Yesterday’s arguments were divided into two sections: (1) can the requirement that most Americans carry insurance be separated from the rest of the law and (2) is the Medicaid expansion unconstitutional?

The requirement that most Americans have insurance, also known as the individual mandate, may be found unconstitutional. If it is, the question then becomes what effect that ruling will have on the rest of the law. Two provisions of the law are tied to the individual mandate: guaranteed issue (the requirement that insurers offer coverage to everyone, including those with pre-existing conditions) and community rating provisions (standardizing insurance premiums based on geographic location, rather than basing them on criteria like gender or health status). If the individual mandate is struck down, these provisions will also fall. The Supreme Court justices questioned whether the entire law could be deemed unconstitutional based on their ruling on the individual mandate.

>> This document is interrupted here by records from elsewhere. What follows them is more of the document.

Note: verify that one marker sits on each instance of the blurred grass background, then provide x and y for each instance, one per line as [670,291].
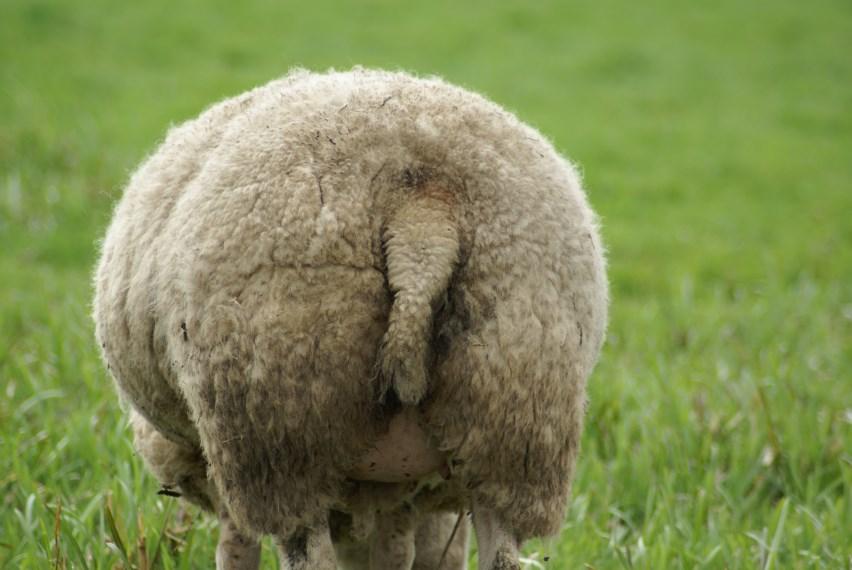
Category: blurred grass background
[715,141]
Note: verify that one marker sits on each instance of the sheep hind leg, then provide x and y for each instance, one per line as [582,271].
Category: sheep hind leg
[498,547]
[235,550]
[308,549]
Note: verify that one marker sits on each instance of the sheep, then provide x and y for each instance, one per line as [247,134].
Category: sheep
[344,306]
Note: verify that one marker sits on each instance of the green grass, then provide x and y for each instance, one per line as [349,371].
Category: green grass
[715,141]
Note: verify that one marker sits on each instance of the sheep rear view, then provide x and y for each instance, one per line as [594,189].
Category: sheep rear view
[303,265]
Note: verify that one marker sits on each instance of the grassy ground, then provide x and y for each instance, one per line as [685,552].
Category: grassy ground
[716,143]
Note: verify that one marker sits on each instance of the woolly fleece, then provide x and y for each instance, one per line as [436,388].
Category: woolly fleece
[289,264]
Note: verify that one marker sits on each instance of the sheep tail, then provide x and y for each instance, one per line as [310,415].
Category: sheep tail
[421,244]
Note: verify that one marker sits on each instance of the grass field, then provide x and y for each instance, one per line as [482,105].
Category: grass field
[715,141]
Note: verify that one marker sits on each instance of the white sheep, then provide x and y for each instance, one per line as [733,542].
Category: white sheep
[344,306]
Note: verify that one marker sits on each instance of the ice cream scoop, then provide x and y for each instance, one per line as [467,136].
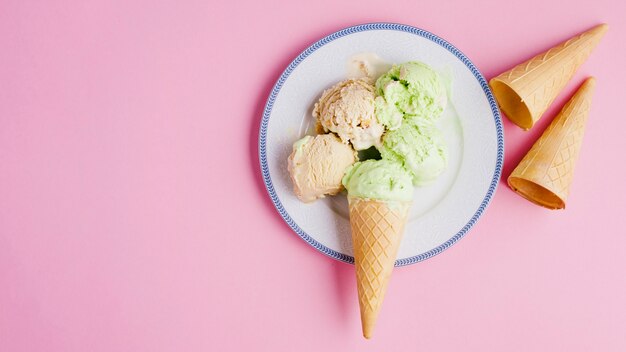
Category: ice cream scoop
[420,148]
[379,179]
[409,91]
[347,109]
[317,165]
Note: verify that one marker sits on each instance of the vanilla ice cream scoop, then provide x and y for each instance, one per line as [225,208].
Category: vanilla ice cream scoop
[317,165]
[347,109]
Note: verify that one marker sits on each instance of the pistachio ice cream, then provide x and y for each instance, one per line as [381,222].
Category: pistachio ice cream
[409,92]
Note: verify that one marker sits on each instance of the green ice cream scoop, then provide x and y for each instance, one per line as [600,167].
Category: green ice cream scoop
[420,148]
[409,91]
[379,179]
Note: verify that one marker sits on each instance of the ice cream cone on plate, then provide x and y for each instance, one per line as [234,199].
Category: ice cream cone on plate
[380,193]
[377,229]
[545,174]
[527,90]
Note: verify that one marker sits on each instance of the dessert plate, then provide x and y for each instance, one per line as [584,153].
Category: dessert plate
[443,212]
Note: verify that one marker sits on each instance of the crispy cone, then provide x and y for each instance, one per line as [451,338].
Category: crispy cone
[377,228]
[526,91]
[545,174]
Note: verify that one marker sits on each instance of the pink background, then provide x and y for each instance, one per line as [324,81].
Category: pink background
[133,216]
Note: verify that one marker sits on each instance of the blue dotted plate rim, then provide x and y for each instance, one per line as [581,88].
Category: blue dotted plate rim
[361,28]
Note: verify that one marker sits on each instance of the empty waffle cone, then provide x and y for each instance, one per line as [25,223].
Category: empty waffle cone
[545,174]
[526,91]
[377,229]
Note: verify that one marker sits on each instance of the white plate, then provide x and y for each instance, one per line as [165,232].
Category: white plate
[442,212]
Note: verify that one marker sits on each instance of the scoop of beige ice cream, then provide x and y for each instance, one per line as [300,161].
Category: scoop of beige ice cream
[347,109]
[317,165]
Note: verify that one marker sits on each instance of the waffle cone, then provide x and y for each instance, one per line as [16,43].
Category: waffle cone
[377,228]
[527,90]
[545,174]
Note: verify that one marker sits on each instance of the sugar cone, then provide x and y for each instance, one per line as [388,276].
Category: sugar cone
[526,91]
[545,174]
[377,228]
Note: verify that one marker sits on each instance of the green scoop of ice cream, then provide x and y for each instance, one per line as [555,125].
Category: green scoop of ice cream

One of the questions raised yesterday was whether the remaining provisions of the Affordable Care Act, like health insurance exchanges, would work the way Congress intended without the individual mandate. If not, then the court might be persuaded that declaring the individual mandate unconstitutional would require them to throw out the entire law.

One concern is that if the individual mandate falls, but the guaranteed issue and community rating provisions stand, insurance premiums will likely rise significantly. The justices appeared to struggle with their role in terms of the economic realities of the insurance market and congressional intent.

The court also heard arguments about the constitutionality of the Medicaid expansion. Under the Affordable Care Act, Medicaid eligibility will be expanded to include those under the poverty line, regardless of disease; currently, most states require a diagnosis of a specific disease for eligibility. The federal government will cover the entire cost of this expansion for the first few years, and 90 percent of the costs thereafter. The states in the suit argued that this expansion is coercive, thus violating the constitutional balance between state and federal powers.

We expect the Supreme Court to rule on this case in late June.